The kiss is such a flagrant, intentional violation of the rules of the game, it brings Sanji completely off his keel. There is just the taste of grog as filtered through the mouth of another. The warm breath. His body caught awkwardly leaning down. Warm lips. Body heat against the skin of his face. The gentle and steady pressure from his tie keeping him down. A second hand combs through his hair and settles on the back of his head. The ever present sound of the ship rocking gently through the waves. Tongue. The part of his mind still partially occupied with strategy notes that this is a very strange and somewhat undignified position and the hand not resting on the desk grabs Usopp by the shirt. For some reason. Whatever. Who cares. He lets the tie drag him in closer, the hand on the back of his head egg him on, there is a nose squashing a little against his cheekbone.
Then the awkward bend of his leg against the chair drags him back into the real world. Or the less real world. He still has a hand in Usopps shirt. Usopps hand in his tie is lifted as he straightens out. His mind spins. Whatever the expression on Usopps face is, he cannot read it, whether that is the fault of the grog or of Usopp or of his own ability.
He can’t just do that. Can he?
Usopp clears his throat. His tongue darts out over his lips. Sanji feels the slight weight of his hand in the tie pressing on the back of his neck. Lets go of the shirt. Lets his hand rest on Usopps pectoral while his strategical mind scrambles.
“Hey,” Usopps voice is almost-a-murmur -low, the weight on the tie loosens and instead there is the warmth of a hand through the shirt along the side of Sanjis chest. “Do you want to…?”
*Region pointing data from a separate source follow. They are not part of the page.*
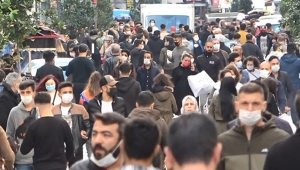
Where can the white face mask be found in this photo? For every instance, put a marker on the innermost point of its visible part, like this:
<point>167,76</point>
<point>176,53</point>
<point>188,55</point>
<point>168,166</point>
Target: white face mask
<point>264,73</point>
<point>147,61</point>
<point>67,98</point>
<point>249,118</point>
<point>107,160</point>
<point>26,99</point>
<point>275,68</point>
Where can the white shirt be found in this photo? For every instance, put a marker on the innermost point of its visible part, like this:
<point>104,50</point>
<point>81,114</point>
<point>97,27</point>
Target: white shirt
<point>106,107</point>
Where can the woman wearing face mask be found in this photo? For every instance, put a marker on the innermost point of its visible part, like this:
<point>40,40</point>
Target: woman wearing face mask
<point>179,78</point>
<point>222,106</point>
<point>251,64</point>
<point>197,45</point>
<point>50,84</point>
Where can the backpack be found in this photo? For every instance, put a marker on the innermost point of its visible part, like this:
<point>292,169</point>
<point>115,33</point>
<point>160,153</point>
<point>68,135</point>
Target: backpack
<point>22,129</point>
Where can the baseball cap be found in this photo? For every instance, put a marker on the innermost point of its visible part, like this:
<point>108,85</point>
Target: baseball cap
<point>107,80</point>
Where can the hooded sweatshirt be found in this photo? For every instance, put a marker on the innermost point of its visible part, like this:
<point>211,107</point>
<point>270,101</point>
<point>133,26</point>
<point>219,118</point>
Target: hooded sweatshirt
<point>128,89</point>
<point>17,115</point>
<point>290,63</point>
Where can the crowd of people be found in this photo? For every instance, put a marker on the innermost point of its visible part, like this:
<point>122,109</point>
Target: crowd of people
<point>132,107</point>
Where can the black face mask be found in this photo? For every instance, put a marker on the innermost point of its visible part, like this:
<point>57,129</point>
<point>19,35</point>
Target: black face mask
<point>112,92</point>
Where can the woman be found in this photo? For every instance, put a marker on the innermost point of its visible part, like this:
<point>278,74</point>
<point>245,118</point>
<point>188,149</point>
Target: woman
<point>164,100</point>
<point>61,53</point>
<point>251,64</point>
<point>272,106</point>
<point>91,90</point>
<point>222,105</point>
<point>50,84</point>
<point>179,77</point>
<point>7,156</point>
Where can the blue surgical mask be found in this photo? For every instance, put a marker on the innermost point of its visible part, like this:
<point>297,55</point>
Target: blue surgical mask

But the game is over, Sanji concludes, there is no path from here he can follow without leaping into a different process entirely and… And he is not sure why that matters, but it does matter, not because he does not want to but maybe specifically because he does. As he straightens his back, his fingertips remain on Usopps body, even as the weight of his palm moves away. “I-”
Dark eyes transparently darting over his face like Usopp assumes he will not notice. Scarred hand sliding down to his waist. In Sanjis mind are forces he cannot – and would in any case prefer not to – name, clashing so that the sparks blind him completely. He shakes his head.
“Oh.”
Sanji drags his fingers along Usopps outstretched arm as he takes a step back. Finally breaks the touch between them as he lifts his fingertips away from the back of the other’s hand. “Not… right now.”
Usopp looks at him. His brows furrow a little. Sanji is struck with relief, that the fear about Usopp taking rejection visibly poorly turned out not to be accurate, a fear he only then realizes is vivid in his body.
“Sorry.”
“Hey,” he shrugs, reaching out to take his glass of grog from the desk by their side. The sentence is left hanging in the air. Sanji wants desperately to dive back into that scent he is just now realizing he craves. Then again, maybe it is just the grog, the miles and miles of ocean and the kicks thrown for one another.
When Sanji leaves the workshop, he glances over his shoulder, Usopp still in his place by the desk and his face a mystery. Watching him.